= 1877 West Sydney colonial by-election =

By-election in New South Wales, Australia

A by-election was held for the New South Wales Legislative Assembly electorate of West Sydney on 15 July 1877 because Sir John Robertson was appointed Colonial Secretary, forming the fourth Robertson ministry. Such ministerial by-elections were usually uncontested however on this occasion a poll was required in Central Cumberland (John Lackey and William Long), East Sydney (John Davies), Orange (Edward Combes) and West Sydney. Each minister was comfortably re-elected. Only Camden (Thomas Garrett) and Goldfields South (Ezekiel Baker) were uncontested.

==Dates==

| Date | Event |
|---|---|
| 17 August 1877 | Fourth Robertson ministry appointed. |
| 18 August 1877 | Writ of election issued by the Speaker of the Legislative Assembly. |
| 24 August 1877 | Nominations |
| 27 August 1877 | Polling day |
| 17 September 1877 | Return of writ |

==Candidates==
- Sir John Robertson had been a member for West Sydney since 1869, having previously represented the district from 1864 to 1866. This was the final occasion on which he was elected for the district, being defeated two months later at the 1877 election, but was then elected to both East Macquarie and Mudgee.
- Thomas White was the president of the Seamen's Union and a former secretary of the Trades and Labor Council.
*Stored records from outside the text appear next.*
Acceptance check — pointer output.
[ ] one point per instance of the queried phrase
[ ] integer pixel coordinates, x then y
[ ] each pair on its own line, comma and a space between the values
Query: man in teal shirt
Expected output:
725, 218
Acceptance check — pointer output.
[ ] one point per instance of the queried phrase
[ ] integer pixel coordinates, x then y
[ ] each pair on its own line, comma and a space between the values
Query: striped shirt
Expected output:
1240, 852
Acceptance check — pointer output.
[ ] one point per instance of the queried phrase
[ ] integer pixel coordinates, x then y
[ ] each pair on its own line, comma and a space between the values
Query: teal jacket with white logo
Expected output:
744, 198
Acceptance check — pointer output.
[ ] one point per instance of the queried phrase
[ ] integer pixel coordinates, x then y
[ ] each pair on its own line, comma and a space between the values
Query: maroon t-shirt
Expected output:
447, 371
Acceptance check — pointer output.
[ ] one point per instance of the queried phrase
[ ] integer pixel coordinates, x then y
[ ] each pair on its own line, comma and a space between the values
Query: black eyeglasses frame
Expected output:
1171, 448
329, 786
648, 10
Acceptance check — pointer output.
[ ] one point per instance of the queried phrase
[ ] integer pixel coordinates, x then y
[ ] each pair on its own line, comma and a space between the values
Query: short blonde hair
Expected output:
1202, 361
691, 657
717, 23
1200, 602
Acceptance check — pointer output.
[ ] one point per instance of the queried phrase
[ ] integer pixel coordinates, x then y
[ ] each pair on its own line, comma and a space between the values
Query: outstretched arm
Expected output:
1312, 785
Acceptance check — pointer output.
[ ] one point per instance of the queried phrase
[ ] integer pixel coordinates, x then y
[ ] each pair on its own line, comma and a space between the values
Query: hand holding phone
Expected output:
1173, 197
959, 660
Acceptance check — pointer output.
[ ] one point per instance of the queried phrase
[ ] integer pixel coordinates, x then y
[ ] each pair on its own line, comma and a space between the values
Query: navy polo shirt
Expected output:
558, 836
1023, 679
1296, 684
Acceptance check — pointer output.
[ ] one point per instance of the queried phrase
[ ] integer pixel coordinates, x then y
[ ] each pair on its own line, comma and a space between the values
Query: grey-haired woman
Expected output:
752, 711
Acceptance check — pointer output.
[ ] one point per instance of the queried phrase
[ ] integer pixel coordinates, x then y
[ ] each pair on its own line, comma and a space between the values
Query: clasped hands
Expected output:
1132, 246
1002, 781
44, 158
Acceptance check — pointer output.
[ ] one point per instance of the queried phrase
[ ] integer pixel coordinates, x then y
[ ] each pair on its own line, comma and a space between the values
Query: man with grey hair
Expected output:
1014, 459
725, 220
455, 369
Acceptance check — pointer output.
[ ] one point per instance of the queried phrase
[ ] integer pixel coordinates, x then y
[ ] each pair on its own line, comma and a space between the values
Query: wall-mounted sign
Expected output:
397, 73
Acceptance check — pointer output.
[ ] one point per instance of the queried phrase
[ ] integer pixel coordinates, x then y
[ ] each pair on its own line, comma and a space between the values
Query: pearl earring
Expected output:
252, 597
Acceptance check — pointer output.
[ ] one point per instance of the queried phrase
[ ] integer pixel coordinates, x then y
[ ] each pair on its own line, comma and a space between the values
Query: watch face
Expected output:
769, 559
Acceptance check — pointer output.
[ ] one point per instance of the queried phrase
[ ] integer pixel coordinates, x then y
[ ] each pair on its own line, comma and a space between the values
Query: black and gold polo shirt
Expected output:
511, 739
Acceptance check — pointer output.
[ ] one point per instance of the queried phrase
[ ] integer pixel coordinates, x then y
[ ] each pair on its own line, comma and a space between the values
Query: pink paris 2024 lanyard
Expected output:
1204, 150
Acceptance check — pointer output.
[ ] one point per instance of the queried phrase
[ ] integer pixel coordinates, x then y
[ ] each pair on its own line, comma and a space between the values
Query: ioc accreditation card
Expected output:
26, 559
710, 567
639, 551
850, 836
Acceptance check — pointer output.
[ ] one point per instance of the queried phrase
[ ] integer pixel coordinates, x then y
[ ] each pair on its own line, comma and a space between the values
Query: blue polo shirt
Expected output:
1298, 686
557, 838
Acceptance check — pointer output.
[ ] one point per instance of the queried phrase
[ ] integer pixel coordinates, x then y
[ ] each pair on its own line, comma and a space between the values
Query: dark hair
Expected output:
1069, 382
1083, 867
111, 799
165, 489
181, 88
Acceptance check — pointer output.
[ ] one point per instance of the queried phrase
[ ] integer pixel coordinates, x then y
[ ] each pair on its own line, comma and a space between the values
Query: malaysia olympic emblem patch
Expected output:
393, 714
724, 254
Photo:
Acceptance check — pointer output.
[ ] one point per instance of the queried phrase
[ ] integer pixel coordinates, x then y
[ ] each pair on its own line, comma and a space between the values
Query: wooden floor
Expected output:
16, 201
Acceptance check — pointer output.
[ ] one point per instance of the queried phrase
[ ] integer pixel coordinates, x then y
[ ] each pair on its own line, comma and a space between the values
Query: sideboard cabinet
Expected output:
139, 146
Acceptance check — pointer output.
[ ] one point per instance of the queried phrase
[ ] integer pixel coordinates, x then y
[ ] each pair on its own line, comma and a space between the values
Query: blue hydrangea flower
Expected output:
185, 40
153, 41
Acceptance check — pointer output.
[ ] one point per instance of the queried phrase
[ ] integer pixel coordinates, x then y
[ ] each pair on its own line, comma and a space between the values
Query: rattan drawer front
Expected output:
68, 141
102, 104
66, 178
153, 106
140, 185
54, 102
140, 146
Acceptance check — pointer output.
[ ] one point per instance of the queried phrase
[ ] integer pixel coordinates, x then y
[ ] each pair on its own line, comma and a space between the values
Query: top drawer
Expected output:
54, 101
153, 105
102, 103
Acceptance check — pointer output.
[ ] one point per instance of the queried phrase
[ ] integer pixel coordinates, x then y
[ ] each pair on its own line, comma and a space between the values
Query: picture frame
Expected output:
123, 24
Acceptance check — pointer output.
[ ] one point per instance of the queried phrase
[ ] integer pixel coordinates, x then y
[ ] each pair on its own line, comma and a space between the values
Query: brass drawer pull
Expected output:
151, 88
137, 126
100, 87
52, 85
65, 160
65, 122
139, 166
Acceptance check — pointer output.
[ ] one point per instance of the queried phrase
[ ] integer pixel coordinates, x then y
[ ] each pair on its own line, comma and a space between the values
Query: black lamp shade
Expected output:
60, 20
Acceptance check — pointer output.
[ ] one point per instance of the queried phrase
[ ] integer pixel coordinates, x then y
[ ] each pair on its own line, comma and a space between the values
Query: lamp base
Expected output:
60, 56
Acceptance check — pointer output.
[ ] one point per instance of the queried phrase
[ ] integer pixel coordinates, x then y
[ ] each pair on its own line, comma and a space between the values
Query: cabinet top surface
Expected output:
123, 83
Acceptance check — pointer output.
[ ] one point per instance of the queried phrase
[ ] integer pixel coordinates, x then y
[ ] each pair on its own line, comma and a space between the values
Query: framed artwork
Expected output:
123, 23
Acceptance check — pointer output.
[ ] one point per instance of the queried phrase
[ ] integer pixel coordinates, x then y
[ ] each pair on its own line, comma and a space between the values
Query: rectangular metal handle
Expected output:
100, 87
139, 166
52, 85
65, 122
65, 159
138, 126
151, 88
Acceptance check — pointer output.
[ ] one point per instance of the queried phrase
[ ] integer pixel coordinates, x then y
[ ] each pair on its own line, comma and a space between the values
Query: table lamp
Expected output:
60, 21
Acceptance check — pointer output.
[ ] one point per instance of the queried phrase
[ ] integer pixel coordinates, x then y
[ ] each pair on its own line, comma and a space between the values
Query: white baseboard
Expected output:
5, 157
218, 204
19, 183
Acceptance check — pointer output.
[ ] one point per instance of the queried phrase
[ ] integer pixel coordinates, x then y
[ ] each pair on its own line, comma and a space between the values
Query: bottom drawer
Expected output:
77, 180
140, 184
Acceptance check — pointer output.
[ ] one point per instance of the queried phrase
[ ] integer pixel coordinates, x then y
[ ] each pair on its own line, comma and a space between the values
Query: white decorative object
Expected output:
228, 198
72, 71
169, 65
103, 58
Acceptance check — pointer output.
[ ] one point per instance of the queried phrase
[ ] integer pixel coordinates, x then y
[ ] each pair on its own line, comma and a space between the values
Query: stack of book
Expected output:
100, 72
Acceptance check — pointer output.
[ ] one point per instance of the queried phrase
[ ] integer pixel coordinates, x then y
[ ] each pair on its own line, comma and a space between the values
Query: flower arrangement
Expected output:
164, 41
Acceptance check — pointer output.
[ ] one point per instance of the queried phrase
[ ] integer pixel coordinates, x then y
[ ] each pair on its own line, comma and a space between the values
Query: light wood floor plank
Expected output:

This was his first time standing for election to the Legislative Assembly and he would also stand unsuccessfully for West Sydney at the 1877, and 1880 elections.

==Result==

1877 West Sydney by-election Monday 27 August
| Candidate |  | Votes | % |
|---|---|---|---|
| Sir John Robertson (re-elected) |  | 1,703 | 54.6 |
| Thomas White |  | 1,414 | 45.4 |
| Total formal votes |  | 3,117 | 97.0 |
| Informal votes |  | 97 | 3.0 |
| Turnout |  | 3,214 | 31.8 |

Sir John Robertson was appointed Colonial Secretary forming the fourth Robertson ministry.